Lauren read about a story today on Suburban Bliss that really affected both of us when we read it. The New York Times published a sensational essay entitled "The New Nanny Diaries Are Online" by Helaine Olen, who with her husband employed a young blogging future academic as their nanny, and fired her when they became uncomfortable with her writing. The essay, which is worth reading if you enjoy unintentional self-caricature (and who doesn't?), describes the author's dawning realization of her employee's life outside their family and subsequent dismissal for contrived reasons.
I love the New York Times. It is really the best newspaper in America, which makes the publication of this essay all the more disappointing. This article is simply not fit for print.
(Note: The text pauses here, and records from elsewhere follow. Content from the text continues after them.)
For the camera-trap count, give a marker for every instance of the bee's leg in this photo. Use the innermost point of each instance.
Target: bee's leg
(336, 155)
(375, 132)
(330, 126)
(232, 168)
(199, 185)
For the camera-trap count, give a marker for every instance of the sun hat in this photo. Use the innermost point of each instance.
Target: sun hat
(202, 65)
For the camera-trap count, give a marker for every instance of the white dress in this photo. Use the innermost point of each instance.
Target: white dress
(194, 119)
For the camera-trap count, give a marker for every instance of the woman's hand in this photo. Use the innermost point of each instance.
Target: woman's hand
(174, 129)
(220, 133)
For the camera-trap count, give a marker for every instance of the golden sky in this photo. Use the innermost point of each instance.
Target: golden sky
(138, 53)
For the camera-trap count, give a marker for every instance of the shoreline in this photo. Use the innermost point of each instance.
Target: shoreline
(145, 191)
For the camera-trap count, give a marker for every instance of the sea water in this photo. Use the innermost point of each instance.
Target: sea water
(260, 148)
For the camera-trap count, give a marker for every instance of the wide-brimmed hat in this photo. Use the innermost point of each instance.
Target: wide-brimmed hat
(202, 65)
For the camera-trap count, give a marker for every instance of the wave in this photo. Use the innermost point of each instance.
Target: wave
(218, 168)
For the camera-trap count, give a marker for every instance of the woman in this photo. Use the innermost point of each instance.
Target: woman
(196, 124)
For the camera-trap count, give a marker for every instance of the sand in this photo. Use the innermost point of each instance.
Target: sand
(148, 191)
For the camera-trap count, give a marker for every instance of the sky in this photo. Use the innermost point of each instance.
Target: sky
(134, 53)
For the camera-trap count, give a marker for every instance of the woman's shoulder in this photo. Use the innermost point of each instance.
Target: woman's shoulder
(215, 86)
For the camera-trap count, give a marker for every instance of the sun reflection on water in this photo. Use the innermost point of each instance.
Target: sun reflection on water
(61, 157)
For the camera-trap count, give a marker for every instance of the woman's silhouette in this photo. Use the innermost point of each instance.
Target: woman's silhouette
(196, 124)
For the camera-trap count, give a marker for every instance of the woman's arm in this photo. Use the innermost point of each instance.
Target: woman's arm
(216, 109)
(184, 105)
It isn't news and it isn't even factual, if you believe the nanny's excellent rebuttal, which you must read. All it did was serve to devalue another person and their personal thoughts for the self-serving, and ultimately ridiculous, purposes of the of the author. Shame on them.
2 comments:
One more thought though - maybe bosses don't always need to know about blogs? Mine do, and we talk about how blogs might benefit our business. Not everyone is so open-minded though, and I think most of the time you know going in whether they are going to like it or not.
Possibly, if that were the standard. But the Times' motto is "All the News That's Fit to Print." I'd say this fails on two counts, being neither news nor fit to print.
Sure sensationalism sells, but we can get stories like this in the check-out line where they belong. In the New York Times I want journalism.